ReplicaSets act as a Pod controller

  • Self-healing
  • Ensure the request number off pods are running
  • fault taulerance
  • scale pods
  • relies on Pod
  • handles creation of Pods
  • Used by deployments

Once a replicaset is created, it will bring up pods to match the desired level of pods. Uses ReplicaSets to handle Deployment ReplicaSet Like a hierarchy the Container -> Pod -> ReplicaSet -> Deployment

Difference from Deployments

Scales ReplicaSets Supports zero-downtime updates by creating and destroying replicasets Rollback functionality Creates unique label that is assigned to the replicaset and generated pods YAML is very similar between ReplicaSet vs Deployment

Command Line

kubectl get deployment --show-labels
kubectl delete deployment [name]

kubectl scale deployment [deployment-name] --replicas=5

Resource limits are important!
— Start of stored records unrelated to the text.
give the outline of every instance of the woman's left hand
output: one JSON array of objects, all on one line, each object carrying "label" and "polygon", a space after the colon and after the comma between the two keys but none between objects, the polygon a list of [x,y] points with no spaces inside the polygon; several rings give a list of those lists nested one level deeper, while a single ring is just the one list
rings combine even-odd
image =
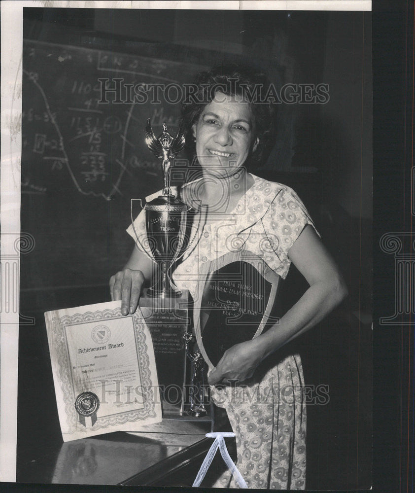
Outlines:
[{"label": "woman's left hand", "polygon": [[262,352],[255,339],[236,344],[227,350],[209,374],[208,382],[215,385],[220,382],[243,382],[252,377],[261,362]]}]

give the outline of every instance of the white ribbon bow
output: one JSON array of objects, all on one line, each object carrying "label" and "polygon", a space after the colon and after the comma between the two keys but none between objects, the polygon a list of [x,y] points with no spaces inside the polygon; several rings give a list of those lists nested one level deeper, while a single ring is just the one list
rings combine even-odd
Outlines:
[{"label": "white ribbon bow", "polygon": [[213,443],[210,446],[210,448],[206,454],[206,457],[205,458],[202,465],[200,466],[200,469],[196,476],[196,479],[192,485],[192,486],[200,486],[200,484],[202,483],[203,478],[208,471],[208,469],[209,468],[212,463],[212,461],[213,460],[213,458],[215,456],[216,451],[219,449],[222,458],[225,461],[226,465],[228,466],[228,468],[232,473],[232,476],[233,476],[238,486],[241,488],[247,488],[248,487],[246,486],[246,483],[245,482],[244,480],[242,477],[242,474],[238,470],[237,466],[231,458],[231,456],[229,455],[229,453],[226,448],[226,445],[224,440],[224,438],[225,437],[232,437],[235,436],[235,434],[234,433],[230,432],[216,431],[214,433],[206,433],[207,438],[214,438],[215,439]]}]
Otherwise they can take over the node.

in general you can use the name or -f to identify a particular deployment to work on.

Deployment Types

Zero downtime Update the pods without impacting end uesrs

Rolling Update

Bring up a new pod one at a time, getting rid of the older one immediately after creating the new pod. Automatically happens with kubectl apply -f file.deployment.yml

Blue-green deployments

Multiple environments (pods), switch traffic over once it's good

Canary deployments

Small amount of traffic, once it's been verified it's ok, then route the rest of the traffic.